Tuesday, July 30, 2024

The story of surprising "Keystone Species" of Vultures (and Wolves)

A "keystone species" is an animal that plays an oversized role in an environment. Typically, removing this species has a follow-on result that disrupts a stable ecosystem*. Think of the absence of Mountain Lions in California. The lack of these predators allowed skyrocketing numbers of deer in the state.
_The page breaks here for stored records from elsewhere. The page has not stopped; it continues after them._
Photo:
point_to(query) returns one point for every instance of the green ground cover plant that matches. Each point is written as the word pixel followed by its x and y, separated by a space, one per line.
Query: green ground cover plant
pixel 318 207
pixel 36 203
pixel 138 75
Or the vast numbers of impalas in Africa, which are the main diet of nearly all large predators on that continent.

And occasionally, we find a surprising species we did not know was essential and only find out after they are gone. Like honeybees. Or, in this case, vultures.

Vultures are carrion eaters; that is, they pick clean the carcasses of dead animals after the primary and secondary predators are through with a dead body. In India, the case for vultures was made in a surprising way. The 10s of millions of birds started dying in the last '90s and early 2000s. In 2004, it was found that the new generics of an anti-inflammatory medicine used on cattle were toxic to vultures. By 2006, the number of vultures had declined by 95%. They were functionally extinct.

The results have been horrible. Without vultures to eat all the dead flesh, it rotted and entered the environment, polluting rivers, and drinking water. The number of wild dogs (feral - if you do Wordle, you know) grew exponentially, dining of dead animals. These dogs in India carry rabies, infecting millions of people. All told, scientists have pegged the extra deaths at 500,000 a year. With no practical way of changing this in the short term.

The introduction of wolves back into the Northern US also had an unexpected result. I've talked about how they positively affected the ecosystems of the Northern Rockies and negatively affected ranchers in Montana and Wyoming. But another effect has been to keep deer populations down. This has actually reduced car / deer accidents by 25% in Wisconsin. The economic benefit is 63 TIMES the negative effect on livestock in the area.

Of course, livestock farms don't profit from those savings which is a problem of who benefits and who is hurt. But that is for a different time. LINK 


*My first major at UCLA was Geography Ecosystems, which I loved. But you had to take Biology, which I hated (and got a D in) and so it was on to Geography & Economics. I don't think they offer a Geography Ecosystem degree now as Geography itself expanded to focus on this.